Rape charge shocks the Amerindian camp
Rape charge shocks the Amerindian camp
NOT EVERYTHING was smooth sailing for the indigenous community in Rio. Shock and outrage gripped the community when Paulinho Paiacan, one of the chiefs of the Caiapo nation in the Brazilian Amazon region, was accused of having raped a white woman. Paiacan, incidentally, was the winner of the UN Environment Programme's Global 500 award in 1989 for his fight to save his people's land and culture.
"The accusation hurt us and we are very worried," said chief David Kopenawa Ianomami, who had received the UN award along with Paiacan.
The report, published in the Brazilian magazine, Veja, said that the incident occurred in Redencao, in the state of Para, in the Amazon. Paiacan had allegedly raped and tried to kill 18-year-old Silvia Leticia Luz Ferreira a few days before UNCED. Many Indian groups spoke in his defence, saying that the report was meant to destroy the credibility of the Indians at the Earth Summit.
Paiacan's friend, anthropologist Darrell Posey, was the most outspoken, "I think this was aimed at hurting the image of Indians during the UN conference.... the (Veja) story is sensationalist and we know it was written in 24 hours which shows that there already was an intention of speaking badly about the Indians so it will have an impact on the conference. The magazine reported, judged and sentenced Paiacan without even talking to him. "
Later, Paiacan gave his side of the story. He said the girl was a consenting partner. According to him, he and his wife took Silvia to a party. He said, "We drank a lot and, as we drove home, my wife and daughter fell asleep. I parked the car and we made love. That was when Irecra (his wife) woke up and scratched Silvia with her fingernails." They had apparently drunk some 48 bottles of beer.

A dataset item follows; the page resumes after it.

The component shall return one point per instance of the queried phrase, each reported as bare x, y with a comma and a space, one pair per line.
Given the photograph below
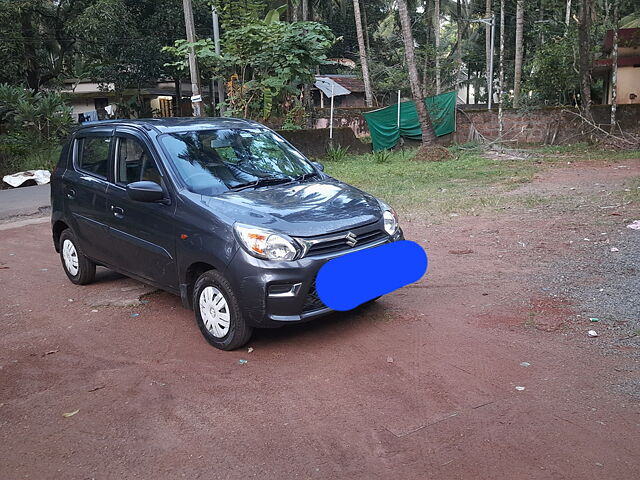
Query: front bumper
272, 294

Senator Darcy Ribeiro, a former deputy governor of the state of Rio de Janeiro, who has spent a lot of time with Indians, says, "They might kill another person, even cannibalism is imaginable. But a sexual crime is unimaginable." He says that since sexual relations are not subject to any kind of repression among the Indians, rape is unimaginable.
But not everyone was sympathetic. An editorial in Jornal do Brazil points out that there is a tendency to put the blame on white society for having taught Paiacan his evil ways. This, the editorial goes on to say, is an attempt to preserve the mythical image of the Indian in his habitat. Indians, like whites, are not necessarily good or bad.